A semi-final word; if you go on a diet – any diet – you’ll lose weight. If you maintain a bit of discipline and don’t eat too much junk, and in the spirit of the CSIRO diet restrict your calorie intake, lay off the garbohydrates (yep that’s a ‘g’ not a ‘c’) and eat more protein, you’ll lose weight. If you exercise you might lose it a bit quicker.
That’s science folks; year 10 science!
Toorak delight
This book has been a delight to review. I loved thumbing through the pages and drooled over pictures of juienne sprigs of coriander, rocket (correction, arugula) chopped rosemary, baby capers, chopped, flat-leafed (italian) parsley, bunches of baby bok choy, goats cheese and watercress. This is real Aussie tucker!

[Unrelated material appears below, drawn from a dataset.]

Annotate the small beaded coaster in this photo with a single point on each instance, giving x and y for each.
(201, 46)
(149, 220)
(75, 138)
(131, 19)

What’s good about the book is the way the meals are dressed up and photographed, though the Women’s Weekly produces something similar every month. A mate of mine says he’d got the book and though the menu’s are putting a dent in the housekeeping, they’re easy to follow to the point where he’s racking up huge numbers of brown points. He said some of them look like the meals dished up in flash restaurants and not on your kitchen table, plus you can fill yourself up without overdosing on bread, and spuds.
If you live in Toorak, Kensington or Beaumont, rush out and buy a copy, for yourself (if you’re a woman) or your wife (if you’re a bloke.) It will cost you $29.95 at the aerodrome and $18 at Big W. If you buy it from the Health and Fitness Bookstore, which I highly recommend you do, it will cost you around $40, plus postage. You’ll get thin and I’ll get rich!
If you live in Angle Park, Kilburn or Wingfield buy the Women’s Weekly or join Weight Watchers where, through trial, error and observation of millions of people world-wide they worked this one out 30 years ago.